This time, the furry rodents are doing more than chewing floodlight wires and emptying bird feeders.
They appear to be migrating – in a mass exodus – from some of the state’s northern counties.
“Our offices have been taking reports and noting unusually high numbers of road-killed squirrels for weeks, especially in the mountains,” said Wildlife Resources Division biologist Adam Hammond. “We also received several reports of squirrels swimming in Lake Blue Ridge in Fannin County, with one particular angler reporting 10 or more in a day.”
The phenomenon is reminiscent of the Great Squirrel Migration of 1968, when thousands of squirrels hit the road in search of nuts and acorns after weather conditions left their normal habitat devoid of mast crops.
Don’t believe me? I couldn’t make this up if I tried.
That event was so widespread and unusual that it caught the attention of the Smithsonian Institution’s Center for Short-Lived Phenomena, according to a study launched that year by the University of Maryland’s Natural Resources Institute.
The migration 45 years ago spawned the same types of reports officials are receiving this year, beginning with a bizarre account in the Asheville Citizen newspaper in September 1968.
“This was followed during the next two weeks by other newspaper accounts of vast mass migrations, mass starvation, and unusual activities such as swimming lakes, damaging farmers’ crops or entering areas where they had previously been absent,” the Maryland report said.
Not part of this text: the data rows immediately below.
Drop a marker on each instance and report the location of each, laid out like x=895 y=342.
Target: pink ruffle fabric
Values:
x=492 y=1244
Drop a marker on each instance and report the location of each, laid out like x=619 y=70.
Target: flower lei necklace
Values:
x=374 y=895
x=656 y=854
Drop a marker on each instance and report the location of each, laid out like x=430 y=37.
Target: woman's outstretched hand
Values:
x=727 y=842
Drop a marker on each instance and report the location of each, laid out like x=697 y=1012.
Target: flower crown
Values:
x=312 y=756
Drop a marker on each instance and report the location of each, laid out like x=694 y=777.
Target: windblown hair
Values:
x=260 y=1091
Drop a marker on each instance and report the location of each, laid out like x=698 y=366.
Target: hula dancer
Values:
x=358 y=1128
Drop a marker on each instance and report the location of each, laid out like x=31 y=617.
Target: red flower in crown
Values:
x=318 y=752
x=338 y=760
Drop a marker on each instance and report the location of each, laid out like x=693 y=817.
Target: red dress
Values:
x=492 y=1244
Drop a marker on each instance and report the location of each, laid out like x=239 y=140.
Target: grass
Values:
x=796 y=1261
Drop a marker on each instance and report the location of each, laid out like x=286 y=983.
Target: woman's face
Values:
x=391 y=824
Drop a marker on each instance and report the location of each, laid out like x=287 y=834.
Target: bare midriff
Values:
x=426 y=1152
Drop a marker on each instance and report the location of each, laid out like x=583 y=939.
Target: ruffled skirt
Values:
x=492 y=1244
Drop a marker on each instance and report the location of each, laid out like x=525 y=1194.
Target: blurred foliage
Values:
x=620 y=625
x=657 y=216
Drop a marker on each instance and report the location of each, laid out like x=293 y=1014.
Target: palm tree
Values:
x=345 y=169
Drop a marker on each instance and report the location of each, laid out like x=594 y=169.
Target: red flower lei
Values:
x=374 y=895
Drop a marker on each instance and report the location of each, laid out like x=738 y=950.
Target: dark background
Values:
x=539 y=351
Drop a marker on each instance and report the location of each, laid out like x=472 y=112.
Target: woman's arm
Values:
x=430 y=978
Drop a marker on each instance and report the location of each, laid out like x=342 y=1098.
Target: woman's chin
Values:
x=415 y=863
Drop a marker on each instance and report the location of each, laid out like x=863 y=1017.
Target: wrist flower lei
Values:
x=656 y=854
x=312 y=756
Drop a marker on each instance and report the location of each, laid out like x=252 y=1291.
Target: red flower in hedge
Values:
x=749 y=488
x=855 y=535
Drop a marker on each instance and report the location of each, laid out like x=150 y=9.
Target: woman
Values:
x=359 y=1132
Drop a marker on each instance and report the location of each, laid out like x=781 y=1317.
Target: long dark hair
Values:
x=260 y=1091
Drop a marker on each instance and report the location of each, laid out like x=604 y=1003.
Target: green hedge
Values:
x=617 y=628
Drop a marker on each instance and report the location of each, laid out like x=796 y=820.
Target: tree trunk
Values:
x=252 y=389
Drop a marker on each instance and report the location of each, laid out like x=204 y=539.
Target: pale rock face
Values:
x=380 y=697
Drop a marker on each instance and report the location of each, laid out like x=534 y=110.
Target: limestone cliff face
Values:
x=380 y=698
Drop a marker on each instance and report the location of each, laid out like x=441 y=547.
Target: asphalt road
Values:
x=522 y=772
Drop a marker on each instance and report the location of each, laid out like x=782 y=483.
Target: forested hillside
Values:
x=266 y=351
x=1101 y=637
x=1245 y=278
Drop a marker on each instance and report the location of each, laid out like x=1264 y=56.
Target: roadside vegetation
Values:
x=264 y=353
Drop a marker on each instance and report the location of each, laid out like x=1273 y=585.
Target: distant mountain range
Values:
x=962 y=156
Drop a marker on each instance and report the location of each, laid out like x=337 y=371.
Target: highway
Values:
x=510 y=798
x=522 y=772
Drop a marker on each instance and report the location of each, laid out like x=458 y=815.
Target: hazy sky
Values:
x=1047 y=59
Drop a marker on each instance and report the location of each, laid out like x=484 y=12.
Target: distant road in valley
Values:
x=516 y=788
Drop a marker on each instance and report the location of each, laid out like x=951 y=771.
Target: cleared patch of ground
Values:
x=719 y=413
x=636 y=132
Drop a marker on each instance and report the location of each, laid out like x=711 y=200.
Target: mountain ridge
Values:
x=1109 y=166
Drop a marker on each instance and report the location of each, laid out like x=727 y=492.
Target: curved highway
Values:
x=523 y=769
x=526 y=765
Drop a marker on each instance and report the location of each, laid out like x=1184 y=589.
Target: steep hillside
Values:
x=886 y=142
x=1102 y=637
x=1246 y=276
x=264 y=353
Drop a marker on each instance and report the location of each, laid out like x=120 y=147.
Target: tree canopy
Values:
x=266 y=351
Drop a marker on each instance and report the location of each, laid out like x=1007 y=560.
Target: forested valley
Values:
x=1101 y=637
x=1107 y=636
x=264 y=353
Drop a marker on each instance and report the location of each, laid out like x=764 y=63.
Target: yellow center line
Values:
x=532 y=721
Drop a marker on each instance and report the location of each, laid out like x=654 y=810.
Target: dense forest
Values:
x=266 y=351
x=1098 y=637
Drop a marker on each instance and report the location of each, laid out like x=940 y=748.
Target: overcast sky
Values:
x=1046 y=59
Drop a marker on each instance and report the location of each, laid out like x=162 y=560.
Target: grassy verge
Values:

“The number of dead squirrels on the highway was spectacular,” principal scientist Vagn Flyger wrote. “For example, Mr. C.M. Teseneer, Game Protector, reported 28 dead squirrels on a 22-mile stretch of highway, over 100 dead squirrels on an 80-mile stretch, and 100 dead specimens on a 27-mile stretch – all near Asheville.”
This year’s reports aren’t yet as widespread, but officials say the causes of the 2013 migration might be due to the same factors that sent the squirrels moving in 1968.
Biologists believe this year’s large-scale move is a result of the large mast crop, mainly oak acorns, produced last fall, which resulted in a larger than average number of young squirrels born this year.
The mild winter and wet spring combined with low mast availability this fall – sending squirrels in search of new habitat with more food.
“This may lead to more squirrels becoming ‘road kill’ and may help to explain the high number of ‘swimming squirrels’ that have recently been observed,” Hammond said.
That leaves just one key question: where will all these squirrels turn up? It might be in your own backyard.
NIKON SURPRISE: My wife says I’m as curmudgeonly as the late, great Andy Rooney when it comes to critiquing customer service, but I sure got a nice surprise last week.
Just before deer season, my tired, scarred up and worn Nikon marine binoculars I was given 22 Christmases ago fell off a shelf – and something cracked.
If you’re a deer hunter, especially one like me who can’t see as well as I once could, you understand how critical binoculars are in the deer stand, especially at last light.
This set had been as faithful as an old hound dog all these years, despite being dropped from deer stands and bounced around in truck beds – so rather than discard them, I sent them off to Los Angeles to the company’s U.S. repair shop.
I later received an e-mail confirmation they arrived, and a repair estimate of just $12, plus return postage, which I gladly accepted.
When I got home Thursday afternoon, there was a parcel on my doorstep.
I breathed a sigh of relief, grateful to at last have my optics back.
When I opened the box, though, my binoculars were not there.
The note said that model had long since gone out of production.
Since the old ones couldn’t be fixed, they sent a new pair of one of their best models, with their compliments.
That’s customer service. And by the time you read this column, I will be on my way to a tall ladder stand over a vast new clearcut along Brier Creek.
CSRA FLY FISHERS: The CSRA Fly Fishers will meet at 7 p.m. Monday at the clubhouse at River Island in Evans.
Fisheries biologist Jason Moak, of the Southeastern Natural Sciences Academy, will speak on the academy’s ongoing studies of the Savannah River.
Visitors are welcome at the meeting.